Al día siguiente y al subsiguiente, el niño vivió con nosotros, y nadie tuvo el valor de decirle que no se enganchaban franco-tiradores de trece años. Cada día pedía más calurosamente su chassepot, y se irritaba al no verse vestido y equipado como un soldado.
-Si mañana tienen que irse, yo no estaré listo, y ustedes no querrán llevarme.
Aquella noche era nochebuena. Nos arreglamos para hacer una cenita en casa del buen hombre que alojaba a diez de nosotros, en Chaprais, arrabal de Besançon. El pequeño debía ser de la fiesta. Así se alegraría un poco. Se le hizo acostar a eso de las siete, prometiéndole despertarlo a media noche.

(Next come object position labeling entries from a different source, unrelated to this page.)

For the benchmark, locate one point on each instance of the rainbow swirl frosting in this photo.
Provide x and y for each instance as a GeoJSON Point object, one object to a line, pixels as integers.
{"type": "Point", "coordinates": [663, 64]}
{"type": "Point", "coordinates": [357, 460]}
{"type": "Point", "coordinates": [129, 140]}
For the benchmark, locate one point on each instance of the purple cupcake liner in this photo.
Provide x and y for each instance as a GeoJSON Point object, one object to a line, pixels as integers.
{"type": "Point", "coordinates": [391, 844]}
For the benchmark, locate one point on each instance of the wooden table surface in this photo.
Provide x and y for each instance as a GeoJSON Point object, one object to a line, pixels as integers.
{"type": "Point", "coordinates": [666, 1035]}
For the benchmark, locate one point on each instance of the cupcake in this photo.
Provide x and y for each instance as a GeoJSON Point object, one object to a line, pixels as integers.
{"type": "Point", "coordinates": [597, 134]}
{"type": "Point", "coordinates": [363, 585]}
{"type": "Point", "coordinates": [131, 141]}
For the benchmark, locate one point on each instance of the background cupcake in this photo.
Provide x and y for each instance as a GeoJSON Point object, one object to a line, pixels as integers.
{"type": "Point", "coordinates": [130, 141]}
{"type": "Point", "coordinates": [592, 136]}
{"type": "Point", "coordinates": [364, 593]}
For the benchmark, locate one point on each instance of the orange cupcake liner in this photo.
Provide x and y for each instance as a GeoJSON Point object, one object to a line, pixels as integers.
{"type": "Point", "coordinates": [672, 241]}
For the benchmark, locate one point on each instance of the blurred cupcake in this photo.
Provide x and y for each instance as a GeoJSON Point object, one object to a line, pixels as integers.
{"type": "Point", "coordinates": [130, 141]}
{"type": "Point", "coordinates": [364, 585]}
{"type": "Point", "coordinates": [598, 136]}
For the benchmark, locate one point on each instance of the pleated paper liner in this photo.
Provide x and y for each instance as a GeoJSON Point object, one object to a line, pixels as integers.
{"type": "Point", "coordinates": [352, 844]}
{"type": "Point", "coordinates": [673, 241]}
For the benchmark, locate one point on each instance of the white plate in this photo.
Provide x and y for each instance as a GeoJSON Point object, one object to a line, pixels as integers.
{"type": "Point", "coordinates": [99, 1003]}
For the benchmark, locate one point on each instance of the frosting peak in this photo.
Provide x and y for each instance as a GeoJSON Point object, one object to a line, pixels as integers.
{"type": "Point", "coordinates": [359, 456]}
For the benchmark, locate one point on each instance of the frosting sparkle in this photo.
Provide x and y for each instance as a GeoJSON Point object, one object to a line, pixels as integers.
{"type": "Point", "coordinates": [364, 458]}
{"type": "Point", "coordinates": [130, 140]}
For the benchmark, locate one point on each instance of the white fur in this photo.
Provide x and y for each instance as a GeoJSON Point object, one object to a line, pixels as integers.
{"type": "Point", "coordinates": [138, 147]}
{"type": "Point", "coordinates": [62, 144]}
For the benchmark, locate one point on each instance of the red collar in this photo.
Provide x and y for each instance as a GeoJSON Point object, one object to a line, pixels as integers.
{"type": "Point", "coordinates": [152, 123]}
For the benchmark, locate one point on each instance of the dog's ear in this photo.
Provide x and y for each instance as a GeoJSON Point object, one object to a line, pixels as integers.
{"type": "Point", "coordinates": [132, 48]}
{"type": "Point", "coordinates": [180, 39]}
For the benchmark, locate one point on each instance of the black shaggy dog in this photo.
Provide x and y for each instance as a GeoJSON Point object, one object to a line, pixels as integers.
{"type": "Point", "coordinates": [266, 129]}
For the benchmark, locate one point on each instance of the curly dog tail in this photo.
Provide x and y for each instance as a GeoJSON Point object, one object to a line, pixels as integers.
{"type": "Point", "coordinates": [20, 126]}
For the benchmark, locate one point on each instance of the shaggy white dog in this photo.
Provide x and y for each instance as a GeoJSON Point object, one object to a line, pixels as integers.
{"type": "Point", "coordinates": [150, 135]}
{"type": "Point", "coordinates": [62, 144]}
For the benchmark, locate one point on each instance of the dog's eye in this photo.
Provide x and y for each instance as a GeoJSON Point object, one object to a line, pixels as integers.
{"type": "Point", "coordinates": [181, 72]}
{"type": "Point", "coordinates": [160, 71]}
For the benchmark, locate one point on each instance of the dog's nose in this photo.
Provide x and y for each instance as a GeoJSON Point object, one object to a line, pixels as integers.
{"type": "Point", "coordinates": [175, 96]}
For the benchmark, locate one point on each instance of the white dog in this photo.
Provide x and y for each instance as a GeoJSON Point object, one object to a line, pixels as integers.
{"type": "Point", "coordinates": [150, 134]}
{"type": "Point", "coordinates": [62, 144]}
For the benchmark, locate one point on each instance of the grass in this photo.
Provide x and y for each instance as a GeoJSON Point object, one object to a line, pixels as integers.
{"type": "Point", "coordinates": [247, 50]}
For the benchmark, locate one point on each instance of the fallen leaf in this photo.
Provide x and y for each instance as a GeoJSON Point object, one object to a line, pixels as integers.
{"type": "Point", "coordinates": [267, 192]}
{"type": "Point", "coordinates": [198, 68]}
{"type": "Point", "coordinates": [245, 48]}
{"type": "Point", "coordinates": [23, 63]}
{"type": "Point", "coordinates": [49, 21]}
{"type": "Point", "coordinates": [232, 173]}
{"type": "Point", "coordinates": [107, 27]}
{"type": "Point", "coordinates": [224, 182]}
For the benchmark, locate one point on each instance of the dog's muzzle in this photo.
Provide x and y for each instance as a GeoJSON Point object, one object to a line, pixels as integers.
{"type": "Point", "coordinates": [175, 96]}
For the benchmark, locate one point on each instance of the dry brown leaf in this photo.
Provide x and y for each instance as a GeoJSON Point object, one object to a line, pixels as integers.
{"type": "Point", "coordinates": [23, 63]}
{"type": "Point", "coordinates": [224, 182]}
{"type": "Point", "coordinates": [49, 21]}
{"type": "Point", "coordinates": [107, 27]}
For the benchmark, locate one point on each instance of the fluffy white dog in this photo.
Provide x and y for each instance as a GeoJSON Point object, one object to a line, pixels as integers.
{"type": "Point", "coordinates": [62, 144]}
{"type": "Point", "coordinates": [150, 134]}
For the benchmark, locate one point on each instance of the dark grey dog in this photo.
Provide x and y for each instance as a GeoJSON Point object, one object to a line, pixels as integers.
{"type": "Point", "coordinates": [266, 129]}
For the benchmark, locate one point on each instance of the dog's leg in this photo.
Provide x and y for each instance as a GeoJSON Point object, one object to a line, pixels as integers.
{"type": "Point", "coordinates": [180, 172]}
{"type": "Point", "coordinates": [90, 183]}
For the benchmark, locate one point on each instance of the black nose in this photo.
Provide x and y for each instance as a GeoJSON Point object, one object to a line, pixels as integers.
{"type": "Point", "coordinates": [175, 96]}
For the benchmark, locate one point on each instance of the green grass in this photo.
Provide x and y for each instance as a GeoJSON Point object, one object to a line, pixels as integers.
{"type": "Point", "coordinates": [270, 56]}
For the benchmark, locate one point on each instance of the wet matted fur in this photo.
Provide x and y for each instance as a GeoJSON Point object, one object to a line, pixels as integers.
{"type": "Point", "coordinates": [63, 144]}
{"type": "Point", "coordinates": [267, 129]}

A las once y media me hallaba en la casa, algo adelantado. Subí al cuarto en que dormía el huérfano, para dejar la sala baja a la tía Gaudot, que estaba preparando la cena. El niño dormía, y mi luz no le despertó. Hacía frío en aquella habitación, y maquinalmente miré la chimenea.

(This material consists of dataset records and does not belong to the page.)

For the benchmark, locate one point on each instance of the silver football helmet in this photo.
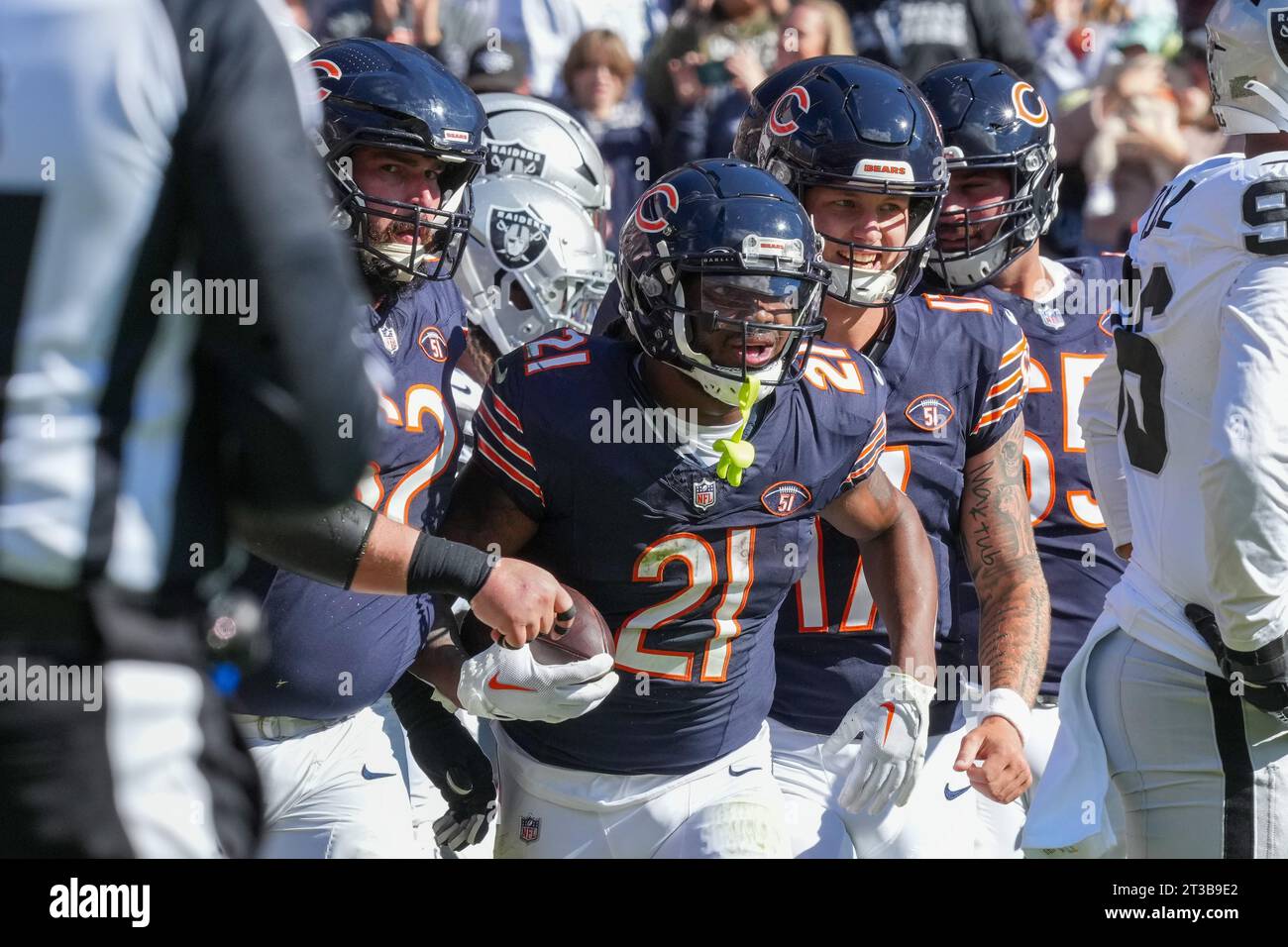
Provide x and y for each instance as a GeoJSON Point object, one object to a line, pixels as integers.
{"type": "Point", "coordinates": [533, 262]}
{"type": "Point", "coordinates": [529, 137]}
{"type": "Point", "coordinates": [1248, 67]}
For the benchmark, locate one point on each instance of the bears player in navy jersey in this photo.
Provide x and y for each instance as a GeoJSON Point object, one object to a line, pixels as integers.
{"type": "Point", "coordinates": [1003, 197]}
{"type": "Point", "coordinates": [688, 527]}
{"type": "Point", "coordinates": [402, 141]}
{"type": "Point", "coordinates": [861, 147]}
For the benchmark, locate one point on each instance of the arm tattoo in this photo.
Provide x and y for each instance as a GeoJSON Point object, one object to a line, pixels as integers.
{"type": "Point", "coordinates": [997, 536]}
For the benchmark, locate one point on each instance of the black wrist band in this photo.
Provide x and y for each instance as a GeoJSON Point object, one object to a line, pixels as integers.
{"type": "Point", "coordinates": [442, 566]}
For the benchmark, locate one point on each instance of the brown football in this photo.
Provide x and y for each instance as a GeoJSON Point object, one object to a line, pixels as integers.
{"type": "Point", "coordinates": [588, 637]}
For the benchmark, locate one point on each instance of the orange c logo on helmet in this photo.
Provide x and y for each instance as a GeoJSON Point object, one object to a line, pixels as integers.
{"type": "Point", "coordinates": [651, 224]}
{"type": "Point", "coordinates": [786, 128]}
{"type": "Point", "coordinates": [1035, 119]}
{"type": "Point", "coordinates": [325, 68]}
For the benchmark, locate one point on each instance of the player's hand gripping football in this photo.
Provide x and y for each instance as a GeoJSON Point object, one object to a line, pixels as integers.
{"type": "Point", "coordinates": [509, 684]}
{"type": "Point", "coordinates": [894, 719]}
{"type": "Point", "coordinates": [522, 600]}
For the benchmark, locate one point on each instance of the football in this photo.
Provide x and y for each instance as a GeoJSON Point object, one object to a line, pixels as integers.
{"type": "Point", "coordinates": [588, 637]}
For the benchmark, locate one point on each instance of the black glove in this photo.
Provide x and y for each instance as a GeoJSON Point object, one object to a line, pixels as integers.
{"type": "Point", "coordinates": [1262, 673]}
{"type": "Point", "coordinates": [452, 762]}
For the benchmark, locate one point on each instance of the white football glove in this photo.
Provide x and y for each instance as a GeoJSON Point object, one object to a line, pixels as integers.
{"type": "Point", "coordinates": [894, 719]}
{"type": "Point", "coordinates": [507, 684]}
{"type": "Point", "coordinates": [459, 831]}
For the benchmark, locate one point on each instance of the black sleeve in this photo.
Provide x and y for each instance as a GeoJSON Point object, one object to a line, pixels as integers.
{"type": "Point", "coordinates": [1004, 37]}
{"type": "Point", "coordinates": [296, 408]}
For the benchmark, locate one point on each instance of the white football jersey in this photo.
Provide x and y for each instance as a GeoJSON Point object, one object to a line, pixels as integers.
{"type": "Point", "coordinates": [1186, 449]}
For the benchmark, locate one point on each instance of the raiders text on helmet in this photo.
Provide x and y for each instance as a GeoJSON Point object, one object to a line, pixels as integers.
{"type": "Point", "coordinates": [992, 119]}
{"type": "Point", "coordinates": [1248, 65]}
{"type": "Point", "coordinates": [533, 262]}
{"type": "Point", "coordinates": [390, 95]}
{"type": "Point", "coordinates": [850, 123]}
{"type": "Point", "coordinates": [529, 137]}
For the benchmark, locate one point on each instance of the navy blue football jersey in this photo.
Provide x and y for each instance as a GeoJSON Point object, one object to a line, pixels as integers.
{"type": "Point", "coordinates": [1068, 339]}
{"type": "Point", "coordinates": [336, 651]}
{"type": "Point", "coordinates": [956, 371]}
{"type": "Point", "coordinates": [688, 571]}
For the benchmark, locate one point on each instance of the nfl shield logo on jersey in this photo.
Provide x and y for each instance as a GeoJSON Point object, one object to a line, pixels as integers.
{"type": "Point", "coordinates": [1279, 34]}
{"type": "Point", "coordinates": [529, 828]}
{"type": "Point", "coordinates": [703, 493]}
{"type": "Point", "coordinates": [518, 236]}
{"type": "Point", "coordinates": [389, 338]}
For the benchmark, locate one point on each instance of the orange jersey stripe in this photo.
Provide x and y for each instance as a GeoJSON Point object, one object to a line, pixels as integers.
{"type": "Point", "coordinates": [510, 444]}
{"type": "Point", "coordinates": [505, 467]}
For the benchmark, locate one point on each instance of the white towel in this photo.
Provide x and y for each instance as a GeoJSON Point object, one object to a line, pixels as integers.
{"type": "Point", "coordinates": [1068, 817]}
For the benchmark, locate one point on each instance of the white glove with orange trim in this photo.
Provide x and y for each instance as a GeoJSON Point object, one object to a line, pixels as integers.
{"type": "Point", "coordinates": [894, 719]}
{"type": "Point", "coordinates": [507, 684]}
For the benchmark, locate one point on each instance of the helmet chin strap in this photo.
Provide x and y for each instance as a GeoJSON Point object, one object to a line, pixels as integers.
{"type": "Point", "coordinates": [862, 286]}
{"type": "Point", "coordinates": [735, 454]}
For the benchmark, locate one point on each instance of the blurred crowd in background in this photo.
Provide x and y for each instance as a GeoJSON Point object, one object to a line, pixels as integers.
{"type": "Point", "coordinates": [660, 82]}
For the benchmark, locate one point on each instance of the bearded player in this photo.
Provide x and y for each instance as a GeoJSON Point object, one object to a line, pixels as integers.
{"type": "Point", "coordinates": [687, 539]}
{"type": "Point", "coordinates": [402, 141]}
{"type": "Point", "coordinates": [862, 150]}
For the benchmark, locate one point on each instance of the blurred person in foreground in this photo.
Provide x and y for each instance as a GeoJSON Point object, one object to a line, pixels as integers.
{"type": "Point", "coordinates": [133, 425]}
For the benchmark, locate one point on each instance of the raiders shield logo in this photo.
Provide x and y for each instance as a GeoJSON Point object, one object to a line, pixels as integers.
{"type": "Point", "coordinates": [529, 827]}
{"type": "Point", "coordinates": [518, 236]}
{"type": "Point", "coordinates": [511, 158]}
{"type": "Point", "coordinates": [1279, 34]}
{"type": "Point", "coordinates": [703, 493]}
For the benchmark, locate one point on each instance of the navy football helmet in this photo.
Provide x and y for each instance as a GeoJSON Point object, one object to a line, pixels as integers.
{"type": "Point", "coordinates": [720, 245]}
{"type": "Point", "coordinates": [850, 123]}
{"type": "Point", "coordinates": [992, 119]}
{"type": "Point", "coordinates": [391, 95]}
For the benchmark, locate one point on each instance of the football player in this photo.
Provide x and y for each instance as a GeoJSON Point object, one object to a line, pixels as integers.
{"type": "Point", "coordinates": [533, 262]}
{"type": "Point", "coordinates": [1183, 684]}
{"type": "Point", "coordinates": [402, 140]}
{"type": "Point", "coordinates": [687, 523]}
{"type": "Point", "coordinates": [1003, 196]}
{"type": "Point", "coordinates": [862, 150]}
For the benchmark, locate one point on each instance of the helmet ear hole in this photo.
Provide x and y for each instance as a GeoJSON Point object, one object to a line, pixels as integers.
{"type": "Point", "coordinates": [519, 296]}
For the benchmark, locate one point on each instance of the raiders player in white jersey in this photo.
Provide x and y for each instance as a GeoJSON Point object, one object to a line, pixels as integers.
{"type": "Point", "coordinates": [1181, 684]}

¡Oh fuerza de las dulces costumbres! El niño, olvidando su dolor, había puesto sus zapatos en el hogar, como en los buenos tiempos en que el niño Jesús le llevaba su regalo de nochebuena. El inocente no sabía que, habiendo muerto la madre, el niño Jesús había muerto también, y aguardaba confiado, durmiendo tranquilamente, el obsequio de Navidad. ¡Qué desencanto al despertar! ¡Qué triste le perecería verse abandonado por el cielo! Muertos sus padres, solo en el mundo, hasta el niño Jesús le olvidaba! ¡Iba a sentirse, y con qué amargura, doblemente huérfano!
De repente me asaltó una idea. Bajé corriendo la escalera.
-Tía Gaudot -exclamé, -el chico está durmiendo allá arriba. Haga usted de modo que nadie le despierte hasta que yo vuelva. Diga a los amigos que es por su bien. Que me aguarden para comenzar la cena.
Y corrí hacia el arsenal, donde conocía a un maestro armero.
A las doce y algunos minutos, estaba de vuelta. Todo el mundo me aguardaba.
-¡Caramba! ¿Qué significa eso? -exclamó el zapador.
-¡Aguarda, aguarda! -contesté ocultando algo bajo el capote. -¿Por lo menos no se ha despertado el chico?
-¡No, pardiez!
Subí a paso de lobo, sin querer decirles lo que iba a hacer.
-Vaya, ahora -dije cuando bajé, -llámenlo si quieren, pero desde aquí.
Gritaron, golpearon el techo, y casi inmediatamente vimos llegar al niño, radiante, en camisa, con un quepis, una cartuchera al costado, y blandiendo un pequeño chassepot de caballería.
-¡Viva la nochebuena! -gritaba. ¡Miren el lindo chassepot del niño Jesús!